Solar observations with single-dish INAF radio telescopes: continuum imaging in the 18-26 GHz range

TL;DR

This paper introduces a new solar radio imaging system using upgraded INAF single-dish telescopes, providing high-resolution, calibrated images of the Sun in the 18-26 GHz range, enabling advanced solar and space weather studies.

Contribution

The paper presents a novel solar imaging system with calibration and early science results, filling a frequency gap and demonstrating its potential for solar physics and space weather monitoring.

Findings

170 solar disk maps in 18-26 GHz band produced

Calibration accuracy with <3% error achieved

Catalog of active regions with spectral characterization created

Abstract

We present a new solar radio imaging system implemented through the upgrade of the large single-dish telescopes of the Italian National Institute for Astrophysics (INAF), not originally conceived for solar observations. During the development and early science phase of the project (2018-2020), we obtained about 170 maps of the entire solar disk in the 18-26 GHz band, filling the observational gap in the field of solar imaging at these frequencies. These solar images have typical resolutions in the 0.7-2 arcmin range and a brightness temperature sensitivity <10 K. Accurate calibration adopting the Supernova Remnant Cas A as a flux reference, provided typical errors <3% for the estimation of the quiet-Sun level components and for active regions flux measurements.
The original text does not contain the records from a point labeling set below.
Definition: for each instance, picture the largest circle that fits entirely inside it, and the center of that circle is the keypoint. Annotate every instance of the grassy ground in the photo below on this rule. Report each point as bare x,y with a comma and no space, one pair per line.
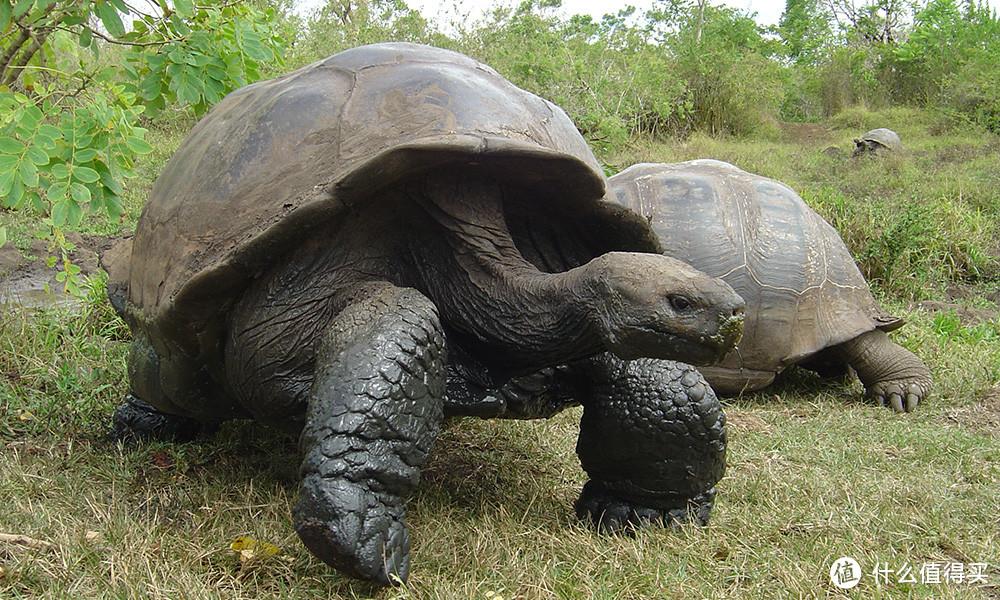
813,475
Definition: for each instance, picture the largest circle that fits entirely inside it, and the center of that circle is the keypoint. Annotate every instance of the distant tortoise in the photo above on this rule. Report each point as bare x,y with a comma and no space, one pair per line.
327,251
807,302
877,142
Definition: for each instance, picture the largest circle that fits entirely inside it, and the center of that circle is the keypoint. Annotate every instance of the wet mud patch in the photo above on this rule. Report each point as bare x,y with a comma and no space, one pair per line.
25,275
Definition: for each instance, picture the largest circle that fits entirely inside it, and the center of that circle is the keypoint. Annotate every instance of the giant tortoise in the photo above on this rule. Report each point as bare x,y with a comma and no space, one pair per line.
807,301
877,142
330,250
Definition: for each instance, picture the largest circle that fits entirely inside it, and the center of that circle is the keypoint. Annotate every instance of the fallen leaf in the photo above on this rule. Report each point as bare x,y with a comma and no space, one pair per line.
249,548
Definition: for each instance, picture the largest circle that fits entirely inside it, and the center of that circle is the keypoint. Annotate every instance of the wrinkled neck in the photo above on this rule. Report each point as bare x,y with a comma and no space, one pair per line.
498,305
As a first early science result of the project, we present a catalog of radio continuum solar imaging observations with Medicina 32-m and SRT 64-m radio telescopes including the multi-wavelength identification of active regions, their brightness and spectral characterization. The interpretation of the observed emission as thermal bremsstrahlung components combined with gyro-magnetic variable emission pave the way to the use of our system for long-term monitoring of the Sun. We also discuss useful outcomes both for solar physics (e.g. study of the chromospheric network dynamics) and space weather applications (e.g. flare precursors studies).